A new resource update
We were expecting Falco Resources to update its resource estimate to take a different cutoff grade into consideration, but we were positively surprised the company was already able to release the update on the very first trading day of the fourth quarter.
As expected, there’s a substantial increase in the total amount of gold-equivalent ounces in the resource, as the total measured and indicated resources now contain almost 7.1 million gold-equivalent ounces (of which almost 4.6 million ounces pure gold) at an average grade of 2.41 g/t AuEq, whilst an additional 1.7 million gold-equivalent ounces are part of an inferred resource estimate, using a cutoff grade based on a C$55/t rock value.
This resource estimate is based on almost 6,000 (!) diamond drill holes, for a total of almost half a million meters (which is roughly the distance from Toronto to Montréal as the crow flies), so Falco Resources now has a pretty good understanding of the mineralization which will allow the company to complete a feasibility study in the first half of 2017 (which would put it on track to have a FS before negotiating a streaming/royalty deal with Osisko Gold Royalties).
Conclusion
Falco’s efforts to increase the value of Horne 5 and to improve the economics of the mine plan are paying off. The market wasn’t convinced about Falco Resources’ capability to continue to work on the property, but the C$10M loan arrangement with Osisko Gold Royalties seems to be a good deal for Falco, as the C$10M won’t have to be repaid in cash but will be deducted from the upfront streaming payment, or converted into a 1% NSR (valuing the sum of the cash flows at C$1B) should no agreement be reached.

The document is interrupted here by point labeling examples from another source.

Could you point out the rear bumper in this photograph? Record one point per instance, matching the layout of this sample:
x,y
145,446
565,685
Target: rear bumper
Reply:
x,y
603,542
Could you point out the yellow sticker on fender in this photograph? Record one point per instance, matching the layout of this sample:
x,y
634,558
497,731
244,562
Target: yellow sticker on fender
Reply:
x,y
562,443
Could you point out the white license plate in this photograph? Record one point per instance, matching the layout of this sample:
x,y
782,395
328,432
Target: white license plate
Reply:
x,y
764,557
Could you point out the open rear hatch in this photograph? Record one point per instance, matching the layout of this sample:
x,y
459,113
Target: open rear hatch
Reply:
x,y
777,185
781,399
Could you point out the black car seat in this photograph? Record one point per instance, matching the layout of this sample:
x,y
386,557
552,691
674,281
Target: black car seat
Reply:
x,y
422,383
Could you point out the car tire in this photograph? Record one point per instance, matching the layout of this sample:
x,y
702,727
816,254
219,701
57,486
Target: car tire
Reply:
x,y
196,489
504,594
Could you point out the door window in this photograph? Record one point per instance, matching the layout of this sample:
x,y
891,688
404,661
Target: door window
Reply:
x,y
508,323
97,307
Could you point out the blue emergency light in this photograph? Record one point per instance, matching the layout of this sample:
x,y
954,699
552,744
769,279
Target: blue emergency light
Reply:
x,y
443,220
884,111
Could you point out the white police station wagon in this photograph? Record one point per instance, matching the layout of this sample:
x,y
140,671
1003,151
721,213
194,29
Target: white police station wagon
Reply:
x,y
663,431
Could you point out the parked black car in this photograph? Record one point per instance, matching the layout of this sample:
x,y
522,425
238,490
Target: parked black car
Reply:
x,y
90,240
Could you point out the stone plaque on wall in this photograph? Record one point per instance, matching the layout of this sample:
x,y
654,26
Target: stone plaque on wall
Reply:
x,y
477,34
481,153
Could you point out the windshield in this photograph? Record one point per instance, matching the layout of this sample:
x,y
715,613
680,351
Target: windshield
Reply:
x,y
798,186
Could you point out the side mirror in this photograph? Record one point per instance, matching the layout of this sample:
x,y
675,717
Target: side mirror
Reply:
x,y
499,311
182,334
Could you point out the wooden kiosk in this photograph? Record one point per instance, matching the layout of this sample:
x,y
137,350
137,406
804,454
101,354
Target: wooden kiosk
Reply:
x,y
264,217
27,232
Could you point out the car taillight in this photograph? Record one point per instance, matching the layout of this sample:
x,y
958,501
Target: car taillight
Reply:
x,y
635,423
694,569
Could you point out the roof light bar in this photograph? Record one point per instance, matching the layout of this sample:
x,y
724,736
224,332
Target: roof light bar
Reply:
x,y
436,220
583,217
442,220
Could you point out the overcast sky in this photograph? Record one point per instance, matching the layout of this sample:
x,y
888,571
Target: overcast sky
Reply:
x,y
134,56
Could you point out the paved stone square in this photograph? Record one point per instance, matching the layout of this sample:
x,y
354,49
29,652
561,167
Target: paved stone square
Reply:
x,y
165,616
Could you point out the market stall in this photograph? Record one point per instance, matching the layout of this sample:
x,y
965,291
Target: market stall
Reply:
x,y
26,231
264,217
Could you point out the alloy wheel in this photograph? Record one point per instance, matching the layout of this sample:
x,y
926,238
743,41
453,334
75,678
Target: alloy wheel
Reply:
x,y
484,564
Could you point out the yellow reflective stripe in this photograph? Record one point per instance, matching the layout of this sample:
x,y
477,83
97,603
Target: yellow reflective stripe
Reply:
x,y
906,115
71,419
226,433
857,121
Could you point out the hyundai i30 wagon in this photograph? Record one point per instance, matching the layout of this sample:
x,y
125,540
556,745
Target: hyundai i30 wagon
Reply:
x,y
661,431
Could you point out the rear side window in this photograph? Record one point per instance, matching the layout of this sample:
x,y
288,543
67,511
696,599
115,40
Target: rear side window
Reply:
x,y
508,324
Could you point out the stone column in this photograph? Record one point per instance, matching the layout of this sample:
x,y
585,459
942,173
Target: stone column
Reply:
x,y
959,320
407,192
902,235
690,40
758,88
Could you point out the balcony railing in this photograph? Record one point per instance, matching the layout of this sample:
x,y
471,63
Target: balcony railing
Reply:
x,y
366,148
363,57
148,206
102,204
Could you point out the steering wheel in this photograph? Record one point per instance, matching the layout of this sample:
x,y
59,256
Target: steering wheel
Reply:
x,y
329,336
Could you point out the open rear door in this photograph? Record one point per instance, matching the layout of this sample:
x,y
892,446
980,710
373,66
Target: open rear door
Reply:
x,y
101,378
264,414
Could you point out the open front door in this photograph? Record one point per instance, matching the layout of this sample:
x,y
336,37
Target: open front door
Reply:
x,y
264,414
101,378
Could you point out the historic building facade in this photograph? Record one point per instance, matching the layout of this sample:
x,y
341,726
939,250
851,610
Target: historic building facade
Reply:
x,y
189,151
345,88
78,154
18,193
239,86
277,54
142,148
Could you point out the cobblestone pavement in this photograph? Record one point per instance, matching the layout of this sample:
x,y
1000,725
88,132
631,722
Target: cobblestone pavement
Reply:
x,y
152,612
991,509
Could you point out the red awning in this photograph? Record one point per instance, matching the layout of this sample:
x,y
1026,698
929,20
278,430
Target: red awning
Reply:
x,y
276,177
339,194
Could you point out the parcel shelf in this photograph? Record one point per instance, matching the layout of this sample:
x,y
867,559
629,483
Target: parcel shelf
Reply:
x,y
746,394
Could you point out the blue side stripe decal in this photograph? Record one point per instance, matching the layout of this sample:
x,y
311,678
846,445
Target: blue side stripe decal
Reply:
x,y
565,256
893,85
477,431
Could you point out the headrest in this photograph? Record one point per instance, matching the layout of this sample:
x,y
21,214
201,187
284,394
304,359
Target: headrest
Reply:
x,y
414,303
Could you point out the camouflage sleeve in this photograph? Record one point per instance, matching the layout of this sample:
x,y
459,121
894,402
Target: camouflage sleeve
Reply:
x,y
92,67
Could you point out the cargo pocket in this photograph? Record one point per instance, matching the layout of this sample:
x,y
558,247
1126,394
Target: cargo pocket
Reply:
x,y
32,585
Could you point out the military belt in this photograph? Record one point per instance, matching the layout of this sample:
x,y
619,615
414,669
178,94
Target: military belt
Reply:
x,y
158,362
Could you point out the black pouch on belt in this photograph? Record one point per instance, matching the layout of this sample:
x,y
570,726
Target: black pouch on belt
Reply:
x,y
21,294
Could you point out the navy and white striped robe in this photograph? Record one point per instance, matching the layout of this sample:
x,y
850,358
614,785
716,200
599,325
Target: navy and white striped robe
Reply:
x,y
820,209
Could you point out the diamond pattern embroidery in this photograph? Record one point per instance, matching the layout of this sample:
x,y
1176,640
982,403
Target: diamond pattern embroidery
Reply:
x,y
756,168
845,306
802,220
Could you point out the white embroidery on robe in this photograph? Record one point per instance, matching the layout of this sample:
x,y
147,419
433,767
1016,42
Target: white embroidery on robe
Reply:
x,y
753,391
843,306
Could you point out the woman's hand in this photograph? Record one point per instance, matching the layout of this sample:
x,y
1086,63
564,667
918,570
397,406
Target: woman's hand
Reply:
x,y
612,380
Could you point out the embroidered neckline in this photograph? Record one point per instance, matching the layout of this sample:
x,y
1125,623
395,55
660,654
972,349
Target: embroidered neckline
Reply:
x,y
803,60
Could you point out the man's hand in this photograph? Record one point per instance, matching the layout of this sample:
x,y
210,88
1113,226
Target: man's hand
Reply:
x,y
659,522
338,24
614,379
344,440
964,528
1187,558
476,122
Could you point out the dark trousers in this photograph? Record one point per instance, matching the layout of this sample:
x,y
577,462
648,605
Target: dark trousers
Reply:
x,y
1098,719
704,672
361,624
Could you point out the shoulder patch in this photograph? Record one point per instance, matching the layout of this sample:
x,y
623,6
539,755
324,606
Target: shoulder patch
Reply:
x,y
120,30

Meanwhile, the Western Extension could easily add half a million gold-equivalent ounces to the mine plan and it’s really great to see the first hole has confirmed our expectations. Of course, one swallow doesn’t make a summer, but we’re already looking forward to see more assay results which could perhaps already lead to an (inferred) resource estimate and allow us to calculate a more ‘tangible’ added value to the entire Horne 5 project.
Disclosure: Falco Resources is a sponsoring company, we have a long position.